So there are 47 system calls in the binary.

 

To find a system call and its parameters:

 

# objdump -d the-binary | grep -B 7 "cd 80" | more

...

EXAMPLE:

--

 80480e6:       e8 49 00 00 00          call   0x8048134

 80480eb:       50                      push   %eax

 80480ec:       e8 cb de 00 00          call   0x8055fbc

 80480f1:       5b                      pop    %ebx

 80480f2:       8d b4 26 00 00 00 00    lea    0x0(%esi,1),%esi

 80480f9:       8d b4 26 00 00 00 00    lea    0x0(%esi,1),%esi

 8048100:       b8 01 00 00 00          mov    $0x1,%eax

 8048105:       cd 80                   int    $0x80

--   

 

At this point, a small perl script was created to identify system calls in the objdump output. The script, called syscall.pl is available as appendix 0. With it, it was possible to clearly generate a list of the system calls in the code:  (parameters omitted for brevity)

 

 80480b4: cd 80                      int    $0x80 # personality()

 8048105: cd 80                      int    $0x80 # exit()

 8056a11: cd 80                      int    $0x80 # wait4()

 8056a54: cd 80                      int    $0x80 # socketcall()

 8056a9c: cd 80                      int    $0x80 # socketcall()

 8056ae4: cd 80                      int    $0x80 # socketcall()

 8056b26: cd 80                      int    $0x80 # socketcall()

 8056b72: cd 80                      int    $0x80 # socketcall()

 8056bcc: cd 80                      int    $0x80 # socketcall()

 8056c1e: cd 80                      int    $0x80 # socketcall()

 8056c78: cd 80                      int    $0x80 # socketcall()

 8056cd1: cd 80                      int    $0x80 # socketcall()

 8056d1c: cd 80                      int    $0x80 # socketcall()

 8057140: cd 80                      int    $0x80 # chdir()

 805716c: cd 80                      int    $0x80 # close()

 805719b: cd 80                      int    $0x80 # dup2()

 80571ca: cd 80                      int    $0x80 # execve()

 80571f0: cd 80                      int    $0x80 # fork()

 8057214: cd 80                      int    $0x80 # geteuid()

 8057238: cd 80                      int    $0x80 # getpid()

 8057263: cd 80                      int    $0x80 # gettimeofday()

 8057292: cd 80                      int    $0x80 # ioctl()

 80572bf: cd 80                      int    $0x80 # kill()

 80572ee: cd 80                      int    $0x80 # open()

 805731e: cd 80                      int    $0x80 # read()

 8057344: cd 80                      int    $0x80 # setsid()

 8057372: cd 80                      int    $0x80 # sigprocmask()

 805739c: cd 80                      int    $0x80 # uname()

 80573c8: cd 80                      int    $0x80 # unlink()

 80573fa: cd 80                      int    $0x80 # write()
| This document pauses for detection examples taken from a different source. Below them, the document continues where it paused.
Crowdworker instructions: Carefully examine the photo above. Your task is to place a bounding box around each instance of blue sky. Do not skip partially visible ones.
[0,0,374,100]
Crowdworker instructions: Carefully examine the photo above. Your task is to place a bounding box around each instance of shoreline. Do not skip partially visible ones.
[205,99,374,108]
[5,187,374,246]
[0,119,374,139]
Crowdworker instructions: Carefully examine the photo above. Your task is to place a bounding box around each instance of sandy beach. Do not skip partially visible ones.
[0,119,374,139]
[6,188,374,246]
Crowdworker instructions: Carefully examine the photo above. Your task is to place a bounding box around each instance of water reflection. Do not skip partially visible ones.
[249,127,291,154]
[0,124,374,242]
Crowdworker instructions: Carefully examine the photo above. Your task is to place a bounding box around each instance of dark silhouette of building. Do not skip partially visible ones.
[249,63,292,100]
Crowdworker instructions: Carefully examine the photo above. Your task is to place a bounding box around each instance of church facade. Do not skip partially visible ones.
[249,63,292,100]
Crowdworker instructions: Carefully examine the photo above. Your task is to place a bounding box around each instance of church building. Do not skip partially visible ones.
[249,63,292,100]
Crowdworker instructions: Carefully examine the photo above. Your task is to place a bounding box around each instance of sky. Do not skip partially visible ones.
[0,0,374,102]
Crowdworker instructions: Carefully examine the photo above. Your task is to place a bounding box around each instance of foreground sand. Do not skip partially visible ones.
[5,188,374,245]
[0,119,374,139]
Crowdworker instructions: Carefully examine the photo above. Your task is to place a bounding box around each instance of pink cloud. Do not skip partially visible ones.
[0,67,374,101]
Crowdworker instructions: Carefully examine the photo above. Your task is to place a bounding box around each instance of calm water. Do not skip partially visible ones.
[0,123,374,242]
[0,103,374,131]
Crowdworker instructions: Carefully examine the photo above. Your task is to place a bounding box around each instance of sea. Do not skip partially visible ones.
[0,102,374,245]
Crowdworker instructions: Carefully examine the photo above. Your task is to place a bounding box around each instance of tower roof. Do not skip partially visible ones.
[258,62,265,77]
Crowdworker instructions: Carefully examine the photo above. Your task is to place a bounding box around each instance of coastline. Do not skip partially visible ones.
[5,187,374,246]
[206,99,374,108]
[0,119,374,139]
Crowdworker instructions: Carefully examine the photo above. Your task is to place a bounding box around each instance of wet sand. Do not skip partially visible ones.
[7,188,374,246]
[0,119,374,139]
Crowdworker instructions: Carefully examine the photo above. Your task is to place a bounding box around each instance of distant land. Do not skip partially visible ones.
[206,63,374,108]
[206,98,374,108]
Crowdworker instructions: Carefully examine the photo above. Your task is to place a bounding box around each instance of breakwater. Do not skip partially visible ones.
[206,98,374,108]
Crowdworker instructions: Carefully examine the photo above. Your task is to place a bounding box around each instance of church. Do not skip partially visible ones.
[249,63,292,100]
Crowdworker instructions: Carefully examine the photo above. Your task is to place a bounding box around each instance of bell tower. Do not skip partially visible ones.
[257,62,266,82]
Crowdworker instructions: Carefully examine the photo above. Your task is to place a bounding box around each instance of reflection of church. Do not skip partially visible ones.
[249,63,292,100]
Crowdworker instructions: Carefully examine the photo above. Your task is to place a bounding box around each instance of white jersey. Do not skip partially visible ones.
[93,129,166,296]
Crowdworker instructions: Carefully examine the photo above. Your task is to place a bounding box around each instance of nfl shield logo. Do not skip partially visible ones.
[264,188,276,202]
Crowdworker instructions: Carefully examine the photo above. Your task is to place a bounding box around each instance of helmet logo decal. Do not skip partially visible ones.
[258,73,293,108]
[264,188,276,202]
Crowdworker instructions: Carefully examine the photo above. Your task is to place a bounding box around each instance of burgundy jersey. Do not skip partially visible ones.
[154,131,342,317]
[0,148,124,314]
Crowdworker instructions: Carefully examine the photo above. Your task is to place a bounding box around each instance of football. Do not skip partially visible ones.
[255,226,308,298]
 8057424: cd 80                      int    $0x80 # alarm()

 8057450: cd 80                      int    $0x80 # time()

 8057482: cd 80                      int    $0x80 # writev()

 80574ac: cd 80                      int    $0x80 # select()

 80574f7: cd 80                      int    $0x80 # sigaction()

 8057530: cd 80                      int    $0x80 # sigsuspend()

 8057560: cd 80                      int    $0x80 # exit()

 8065d23: cd 80                      int    $0x80 # mmap()

 8065d65: cd 80                      int    $0x80 # stat()

 8065da1: cd 80                      int    $0x80 # fstat()

 8066106: cd 80                      int    $0x80 # fcntl()

 8066136: cd 80                      int    $0x80 # lseek()

 8066163: cd 80                      int    $0x80 # munmap()

 8066192: cd 80                      int    $0x80 # readv()

 80661c6: cd 80                      int    $0x80 # mremap()

 8066206: cd 80                      int    $0x80 # brk()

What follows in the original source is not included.